No monthly run cap
Automations fire as a side-effect of the work — there's no per-tier "automated actions per month" meter to ration. Build the workflows your process needs without watching a usage counter.
Triggers that match real events
Fire when a row changes, when a new row is added, or on a date schedule. Row-change triggers can fire on an exact value, on becoming a value (a true transition), or on any change at all — so a status going to "Done" runs once, not every time the row is saved.
A real action catalog
Notify someone (a fixed address or a contact column, with templated subject/body), set a cell, set a date, assign a person, clear a cell, or move and copy a row to another sheet — the classic "archive completed rows" workflow, built in.
Multi-step approvals that actually pause
Drop a Request-approval step into a rule and it suspends mid-run.
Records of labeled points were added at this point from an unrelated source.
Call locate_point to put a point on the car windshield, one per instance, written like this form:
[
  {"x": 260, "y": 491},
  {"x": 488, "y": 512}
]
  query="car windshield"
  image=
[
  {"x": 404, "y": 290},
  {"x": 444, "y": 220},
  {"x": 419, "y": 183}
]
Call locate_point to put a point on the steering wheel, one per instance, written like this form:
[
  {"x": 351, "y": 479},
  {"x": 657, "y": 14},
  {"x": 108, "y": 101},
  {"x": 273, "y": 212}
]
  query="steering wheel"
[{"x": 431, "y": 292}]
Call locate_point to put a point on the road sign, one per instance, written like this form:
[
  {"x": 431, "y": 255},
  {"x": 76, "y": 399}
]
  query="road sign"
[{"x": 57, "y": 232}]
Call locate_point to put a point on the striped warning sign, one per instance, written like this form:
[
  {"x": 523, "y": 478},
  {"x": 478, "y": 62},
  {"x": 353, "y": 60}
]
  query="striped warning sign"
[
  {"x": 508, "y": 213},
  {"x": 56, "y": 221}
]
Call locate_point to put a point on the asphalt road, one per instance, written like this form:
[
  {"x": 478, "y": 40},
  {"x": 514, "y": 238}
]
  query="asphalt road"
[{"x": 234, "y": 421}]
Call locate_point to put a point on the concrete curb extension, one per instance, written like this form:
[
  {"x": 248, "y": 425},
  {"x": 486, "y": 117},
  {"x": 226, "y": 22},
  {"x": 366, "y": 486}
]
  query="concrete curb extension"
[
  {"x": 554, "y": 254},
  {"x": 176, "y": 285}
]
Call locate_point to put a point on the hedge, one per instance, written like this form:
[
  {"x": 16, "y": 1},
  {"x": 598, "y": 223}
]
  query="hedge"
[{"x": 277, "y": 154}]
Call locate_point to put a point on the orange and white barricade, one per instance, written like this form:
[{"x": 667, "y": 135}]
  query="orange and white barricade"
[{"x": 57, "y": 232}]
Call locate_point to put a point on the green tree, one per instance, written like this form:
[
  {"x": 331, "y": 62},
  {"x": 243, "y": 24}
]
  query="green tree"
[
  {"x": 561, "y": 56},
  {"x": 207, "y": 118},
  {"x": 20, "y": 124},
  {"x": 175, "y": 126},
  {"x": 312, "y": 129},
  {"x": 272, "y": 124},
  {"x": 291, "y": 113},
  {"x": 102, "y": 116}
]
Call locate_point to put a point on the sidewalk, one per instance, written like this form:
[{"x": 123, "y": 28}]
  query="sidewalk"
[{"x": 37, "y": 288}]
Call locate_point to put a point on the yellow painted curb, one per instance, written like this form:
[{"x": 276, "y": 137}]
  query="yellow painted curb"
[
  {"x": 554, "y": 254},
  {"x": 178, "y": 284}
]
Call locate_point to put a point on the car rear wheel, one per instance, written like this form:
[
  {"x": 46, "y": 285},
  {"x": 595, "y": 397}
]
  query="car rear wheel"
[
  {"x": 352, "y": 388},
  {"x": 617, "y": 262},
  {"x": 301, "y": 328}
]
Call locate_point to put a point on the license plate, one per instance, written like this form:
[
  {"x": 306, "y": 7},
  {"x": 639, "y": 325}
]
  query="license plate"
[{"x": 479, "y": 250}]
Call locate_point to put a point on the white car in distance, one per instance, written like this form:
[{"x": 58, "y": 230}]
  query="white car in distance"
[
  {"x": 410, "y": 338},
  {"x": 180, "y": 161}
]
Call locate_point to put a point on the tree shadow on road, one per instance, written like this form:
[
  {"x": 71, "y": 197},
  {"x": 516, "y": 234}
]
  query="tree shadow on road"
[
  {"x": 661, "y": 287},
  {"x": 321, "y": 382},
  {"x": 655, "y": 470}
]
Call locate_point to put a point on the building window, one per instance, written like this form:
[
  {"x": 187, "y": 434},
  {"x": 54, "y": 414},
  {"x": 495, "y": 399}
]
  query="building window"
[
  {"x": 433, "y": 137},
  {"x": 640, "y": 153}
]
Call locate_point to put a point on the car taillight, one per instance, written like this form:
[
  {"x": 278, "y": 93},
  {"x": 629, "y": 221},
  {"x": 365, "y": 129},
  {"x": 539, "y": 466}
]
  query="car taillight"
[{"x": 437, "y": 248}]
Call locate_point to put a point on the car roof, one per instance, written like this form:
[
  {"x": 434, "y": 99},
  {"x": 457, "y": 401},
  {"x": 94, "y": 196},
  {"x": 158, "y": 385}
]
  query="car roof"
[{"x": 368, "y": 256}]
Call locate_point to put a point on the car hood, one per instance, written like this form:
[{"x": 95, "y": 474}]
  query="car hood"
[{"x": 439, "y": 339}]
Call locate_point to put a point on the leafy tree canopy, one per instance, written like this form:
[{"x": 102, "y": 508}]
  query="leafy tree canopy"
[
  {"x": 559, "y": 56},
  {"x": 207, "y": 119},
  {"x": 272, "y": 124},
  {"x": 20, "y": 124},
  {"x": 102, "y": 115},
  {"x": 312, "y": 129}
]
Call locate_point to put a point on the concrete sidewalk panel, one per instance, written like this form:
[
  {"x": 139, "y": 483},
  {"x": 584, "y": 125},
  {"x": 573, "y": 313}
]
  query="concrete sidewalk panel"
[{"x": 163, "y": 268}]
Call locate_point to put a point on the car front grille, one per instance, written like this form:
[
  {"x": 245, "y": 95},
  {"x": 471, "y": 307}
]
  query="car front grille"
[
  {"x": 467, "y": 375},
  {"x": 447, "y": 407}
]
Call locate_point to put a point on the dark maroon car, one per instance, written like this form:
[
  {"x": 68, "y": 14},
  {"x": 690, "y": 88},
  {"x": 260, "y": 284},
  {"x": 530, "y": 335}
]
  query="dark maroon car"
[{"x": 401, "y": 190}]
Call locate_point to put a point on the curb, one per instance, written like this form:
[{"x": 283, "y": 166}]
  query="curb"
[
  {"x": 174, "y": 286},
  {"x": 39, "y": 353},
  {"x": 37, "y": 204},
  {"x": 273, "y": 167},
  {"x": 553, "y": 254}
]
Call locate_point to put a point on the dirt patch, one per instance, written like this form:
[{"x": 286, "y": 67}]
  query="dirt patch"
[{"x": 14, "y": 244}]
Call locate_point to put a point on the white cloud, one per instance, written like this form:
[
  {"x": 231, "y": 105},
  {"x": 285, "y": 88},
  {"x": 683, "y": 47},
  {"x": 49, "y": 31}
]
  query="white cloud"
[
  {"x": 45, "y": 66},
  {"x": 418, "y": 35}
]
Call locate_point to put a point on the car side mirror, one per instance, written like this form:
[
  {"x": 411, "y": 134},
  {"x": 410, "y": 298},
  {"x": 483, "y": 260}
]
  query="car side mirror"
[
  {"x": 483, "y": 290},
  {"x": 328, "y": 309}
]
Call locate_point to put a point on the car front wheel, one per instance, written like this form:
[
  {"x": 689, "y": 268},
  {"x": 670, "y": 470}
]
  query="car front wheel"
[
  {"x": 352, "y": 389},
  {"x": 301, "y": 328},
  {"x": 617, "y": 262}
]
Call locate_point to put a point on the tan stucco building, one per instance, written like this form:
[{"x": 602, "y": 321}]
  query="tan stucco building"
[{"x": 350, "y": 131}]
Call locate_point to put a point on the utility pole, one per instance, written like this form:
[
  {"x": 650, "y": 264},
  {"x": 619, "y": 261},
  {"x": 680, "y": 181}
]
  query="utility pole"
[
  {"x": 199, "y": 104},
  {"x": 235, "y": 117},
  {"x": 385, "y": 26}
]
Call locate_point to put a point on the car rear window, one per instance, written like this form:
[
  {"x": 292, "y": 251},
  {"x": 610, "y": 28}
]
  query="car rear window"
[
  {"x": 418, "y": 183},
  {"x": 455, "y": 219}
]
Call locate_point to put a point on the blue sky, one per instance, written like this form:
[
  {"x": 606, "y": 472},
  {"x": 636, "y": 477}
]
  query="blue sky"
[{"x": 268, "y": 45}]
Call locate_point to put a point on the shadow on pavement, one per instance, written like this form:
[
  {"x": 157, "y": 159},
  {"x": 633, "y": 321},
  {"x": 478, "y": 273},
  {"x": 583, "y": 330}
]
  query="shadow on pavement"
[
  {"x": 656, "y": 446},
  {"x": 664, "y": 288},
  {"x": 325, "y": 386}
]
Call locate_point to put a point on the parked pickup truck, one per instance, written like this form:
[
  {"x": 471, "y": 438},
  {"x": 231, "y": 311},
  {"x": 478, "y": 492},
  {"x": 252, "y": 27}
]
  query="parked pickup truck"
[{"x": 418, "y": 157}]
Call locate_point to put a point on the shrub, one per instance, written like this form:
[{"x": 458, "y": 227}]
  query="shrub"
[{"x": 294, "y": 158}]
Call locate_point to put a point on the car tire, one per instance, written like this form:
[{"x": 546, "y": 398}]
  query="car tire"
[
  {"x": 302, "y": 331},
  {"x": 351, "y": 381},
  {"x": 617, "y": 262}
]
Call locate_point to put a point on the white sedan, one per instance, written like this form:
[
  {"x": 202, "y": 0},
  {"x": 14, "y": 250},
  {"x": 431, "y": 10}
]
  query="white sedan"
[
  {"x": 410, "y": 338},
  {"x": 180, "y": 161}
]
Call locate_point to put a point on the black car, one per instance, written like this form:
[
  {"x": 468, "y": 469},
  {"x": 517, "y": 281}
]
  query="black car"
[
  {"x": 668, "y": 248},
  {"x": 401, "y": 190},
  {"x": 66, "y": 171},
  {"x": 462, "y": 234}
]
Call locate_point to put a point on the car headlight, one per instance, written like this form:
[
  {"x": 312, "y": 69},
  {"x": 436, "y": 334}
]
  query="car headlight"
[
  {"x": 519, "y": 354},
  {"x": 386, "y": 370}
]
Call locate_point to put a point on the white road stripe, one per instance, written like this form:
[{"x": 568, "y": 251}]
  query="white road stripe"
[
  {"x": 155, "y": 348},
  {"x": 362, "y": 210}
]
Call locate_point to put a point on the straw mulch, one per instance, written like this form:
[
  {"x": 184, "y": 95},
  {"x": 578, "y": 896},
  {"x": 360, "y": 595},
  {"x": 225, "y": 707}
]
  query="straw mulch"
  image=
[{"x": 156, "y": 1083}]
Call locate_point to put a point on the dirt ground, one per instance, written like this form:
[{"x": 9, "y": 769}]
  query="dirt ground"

The approver gets an email with a clean decision page — rule, sheet, a safe summary of the row, approve or reject. On approval the automation resumes at the exact next step; on rejection it can run a different branch. It's a real stateful gate, not a notification.
Conditions with AND / OR
Gate a rule on several conditions joined with AND or OR. Combine "Priority is High" with "Owner is empty" to route only the rows that matter.
A complete run history
Every rule keeps a history of what fired, on which row, and how it ended — sent, skipped, or errored — viewable per rule or across the whole sheet. When someone asks "did the reminder go out?", you have the receipt.
Safe by construction
Each rule runs in its own scope, so one bad action can't starve the rest, and automation-driven writes don't re-trigger automations — no runaway loops. Actions check the rule author's access at run time, so a workflow can't reach a sheet its owner can't.